Am Dienstagabend hatte Olivér Várhelyi Grund zur Freude. „0-4. In London heute Nacht. Schön war es, Burschen! Ria-ria-HUNGÁRIA!“ twitterte der ungarische EU-Kommissar für Erweiterung und Nachbarschaftspolitik. Dem Taumel der Begeisterung darüber, dass Ungarns Fußballteam England auf der Insel derart rasiert hat, wollen wir es zuschreiben, dass Várhelyi London mit dem Spielort Wolverhampton verwechselt hat.

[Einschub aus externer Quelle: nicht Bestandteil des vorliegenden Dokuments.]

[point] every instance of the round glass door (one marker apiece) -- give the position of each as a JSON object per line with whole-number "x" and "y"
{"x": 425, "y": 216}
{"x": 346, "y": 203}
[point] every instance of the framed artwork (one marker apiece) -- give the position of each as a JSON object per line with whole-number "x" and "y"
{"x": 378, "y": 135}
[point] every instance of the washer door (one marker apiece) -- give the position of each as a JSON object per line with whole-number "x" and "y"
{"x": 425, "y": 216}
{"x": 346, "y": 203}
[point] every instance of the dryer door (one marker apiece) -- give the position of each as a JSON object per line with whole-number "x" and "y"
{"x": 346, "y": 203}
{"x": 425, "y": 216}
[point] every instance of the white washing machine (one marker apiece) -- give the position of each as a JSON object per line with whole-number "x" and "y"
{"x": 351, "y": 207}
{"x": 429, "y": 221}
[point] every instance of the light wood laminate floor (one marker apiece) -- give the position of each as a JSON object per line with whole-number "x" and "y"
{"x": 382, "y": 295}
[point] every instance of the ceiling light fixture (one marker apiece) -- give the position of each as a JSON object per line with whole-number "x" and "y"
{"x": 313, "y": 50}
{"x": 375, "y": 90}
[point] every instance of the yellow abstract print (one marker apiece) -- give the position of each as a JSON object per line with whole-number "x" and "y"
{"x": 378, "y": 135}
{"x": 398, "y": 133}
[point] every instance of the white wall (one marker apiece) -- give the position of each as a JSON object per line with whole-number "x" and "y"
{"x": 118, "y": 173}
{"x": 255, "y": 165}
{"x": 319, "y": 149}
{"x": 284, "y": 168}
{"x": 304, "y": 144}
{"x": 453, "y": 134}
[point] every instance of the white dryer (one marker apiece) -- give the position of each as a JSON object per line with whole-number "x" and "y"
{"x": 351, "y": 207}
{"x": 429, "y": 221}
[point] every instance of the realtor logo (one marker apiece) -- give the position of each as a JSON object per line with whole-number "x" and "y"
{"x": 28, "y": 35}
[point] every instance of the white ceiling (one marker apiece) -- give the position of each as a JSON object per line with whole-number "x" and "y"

Solche Gefühlsausbrüche erlebt man bei dem ehemaligen ungarischen EU-Botschafter selten. Zumindest nicht coram publico. Várhelyi meidet die Medien, ich kann mich an keine längere Pressekonferenz mit ihm erinnern. Aber ich habe mit Leute gesprochen, die ihn seit Jahren persönlich ziemlich gut kennen. Sie beschreiben ihn als ziemlich ungut und cholerisch, wenn seine Untergebenen nicht so spuren, wie ihm das vorschwebt.